Przyłożyłam go do sciany, jednak w tym momencie się zawahałam.

- co mam narysować? - Zapytałam obkrecajac głowę ku niemu. Ten jednak nie odpowiedział, tak więc narysowałam to co miałam w głowie. Jego. Jedynie dodatkiem były skrzydla oraz aureola, a obok niego data naszego pierwszego wieczoru na tym strychu. Nie rysowalam za pieknie, tym bardziej węglem. Gabriel wyszedł nie za dobrze, ale mi to pasowało, w końcu to mialo byc dla niego, a nie dla jakiegoś wielkiego malarza.

- to ja? - Zapytał, na co pokiwałam twierdząco głową, odstawiając resztkę czarnego przedmiotu na parapet. Miałam czarne palce jak moje ciemne włosy.
- widzisz mnie jako anioła? - zadał kolejne pytanie, uważnie przyglądając się rysunkowi.

- można tak powiedzieć. Od naszego pierwszego spotkania zrobiłeś dla mnie wiecej niż psycholodzy. Sprawiłeś, że znów potrafie być szczęśliwa - wyjaśniłam siadając spowrotem na swoje miejsce.

- mówił ci ktoś, że jesteś niesamowita? - spytał biorąc do ręki ten sam węgiel, który mi dał. Tym razem sam zaczął rysować coś koło swojej podobizny.

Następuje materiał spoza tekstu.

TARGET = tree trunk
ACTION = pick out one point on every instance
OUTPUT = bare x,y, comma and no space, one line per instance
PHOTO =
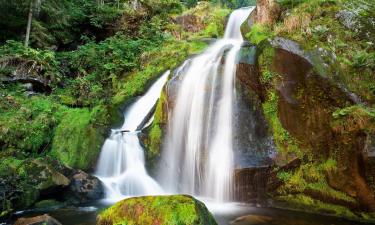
29,20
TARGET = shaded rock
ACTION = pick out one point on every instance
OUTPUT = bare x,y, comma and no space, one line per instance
38,220
84,188
190,23
348,19
48,204
251,184
306,103
38,84
266,12
166,210
253,220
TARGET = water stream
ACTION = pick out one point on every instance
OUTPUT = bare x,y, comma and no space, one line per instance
198,152
121,165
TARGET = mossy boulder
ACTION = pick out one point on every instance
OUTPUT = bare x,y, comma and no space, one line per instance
79,136
165,210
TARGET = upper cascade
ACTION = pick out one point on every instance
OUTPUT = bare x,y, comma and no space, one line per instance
198,150
121,165
236,19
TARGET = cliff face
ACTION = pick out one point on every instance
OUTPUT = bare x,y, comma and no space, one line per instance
315,115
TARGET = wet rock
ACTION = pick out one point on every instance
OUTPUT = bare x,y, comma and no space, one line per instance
348,19
251,184
190,23
48,204
306,103
266,12
38,220
32,180
84,188
252,220
166,210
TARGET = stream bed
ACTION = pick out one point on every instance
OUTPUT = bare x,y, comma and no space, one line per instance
225,214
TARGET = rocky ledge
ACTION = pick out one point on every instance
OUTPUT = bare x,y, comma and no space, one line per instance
167,210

- nie. - Odparłam krótko. Nigdy nie usłyszałam czegoś aż tak miłego na swój temat jak komplementy od niego.

- w takim razie teraz to ja będę mówić ci to codziennie Nathalie - Mruknął pod nosem, skupiony na swoim rysunku. Wyglądał pięknie gdy się skupiał. tak samo jak gdy rozmawiał ze mną. Za to go wielbie, jak coś robi to poświęca temu cała swoją uwagę, nie zaleznie od tego kto to czy co to.

- kochany jesteś - stwierdziłam zerkając na to co rysował. To akurat bylam ja. Siedząca na parapecie, dokladnie w  takiej samej pozycji, fryzurze oraz ubraniach w jakich spotkał mnie tamtego pamiętnego wieczoru. Znów się Uśmiechnęłam, tym razem szczerzej niż zwykle. Każdy taki wieczór dawal mi namiastkę szczęścia, która chcialam zatrzymać i już nigdy nie oddawac. Jednak wtedy nastawał poranek i trzeba było się rozstać.
Zanim sie obejrzałam dopisal na dole naszą małą rozmowę.

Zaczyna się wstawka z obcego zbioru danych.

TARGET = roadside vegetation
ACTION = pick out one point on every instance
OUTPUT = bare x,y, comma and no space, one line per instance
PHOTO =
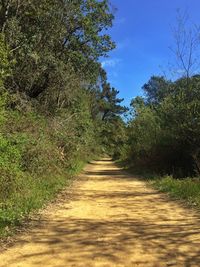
162,135
57,109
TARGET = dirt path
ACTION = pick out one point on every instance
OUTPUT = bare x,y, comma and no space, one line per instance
111,219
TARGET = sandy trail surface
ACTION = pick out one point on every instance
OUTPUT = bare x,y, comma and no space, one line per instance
109,219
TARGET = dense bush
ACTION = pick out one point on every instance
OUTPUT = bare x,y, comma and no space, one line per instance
164,131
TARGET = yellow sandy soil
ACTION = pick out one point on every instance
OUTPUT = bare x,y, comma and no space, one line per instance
110,219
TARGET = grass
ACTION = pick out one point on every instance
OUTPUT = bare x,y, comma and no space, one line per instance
187,189
33,167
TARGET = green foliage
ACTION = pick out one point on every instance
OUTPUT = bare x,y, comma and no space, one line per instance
163,133
50,108
187,189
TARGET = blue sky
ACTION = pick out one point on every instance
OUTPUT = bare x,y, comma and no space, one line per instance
143,34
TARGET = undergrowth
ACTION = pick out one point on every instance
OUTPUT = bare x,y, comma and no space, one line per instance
34,166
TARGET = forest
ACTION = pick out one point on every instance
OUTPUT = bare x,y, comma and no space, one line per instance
59,111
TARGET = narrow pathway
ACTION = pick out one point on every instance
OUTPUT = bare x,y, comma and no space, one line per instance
110,219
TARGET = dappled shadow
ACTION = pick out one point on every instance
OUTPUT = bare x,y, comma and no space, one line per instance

- widzisz mnie jako anioła? -

- można tak powiedzieć. Od naszego pierwszego spotkania zrobiłeś dla mnie wiecej niż psycholodzy. Sprawiłeś, że znów potrafie być szczęśliwa -

Nathalie & Gabriel

Na mojej twadzy Znów pojawił się szeroki uśmiech, który chwilę później schowałam w zagłębieniu szyji chłopaka, obejmując go rekoma.

- nawet nie wiesz jak się ciesze, że cie mam - szepnęłam wdychając jego zapach. Pachniał... radością. Radoscia oraz nadzieją na lepsze jutro, nadzieją na to, ze stąd wyjdziemy.

- i już zawsze będziesz mnie miec. Jak stąd wyjdziemy to zamieszkamy razem i kupimy ładnego czarnego kota o zielonych oczach - slyszalam jak się smieje. Smieje się w moim towarzystwie, przytulając sie ze mna. Czyli to prawda, ze ludzie naprawde mogą byc wzajemnie szczęśliwi w swoim towarzystwie. Wystarczy jedynie trafić na odpowiednią osobę.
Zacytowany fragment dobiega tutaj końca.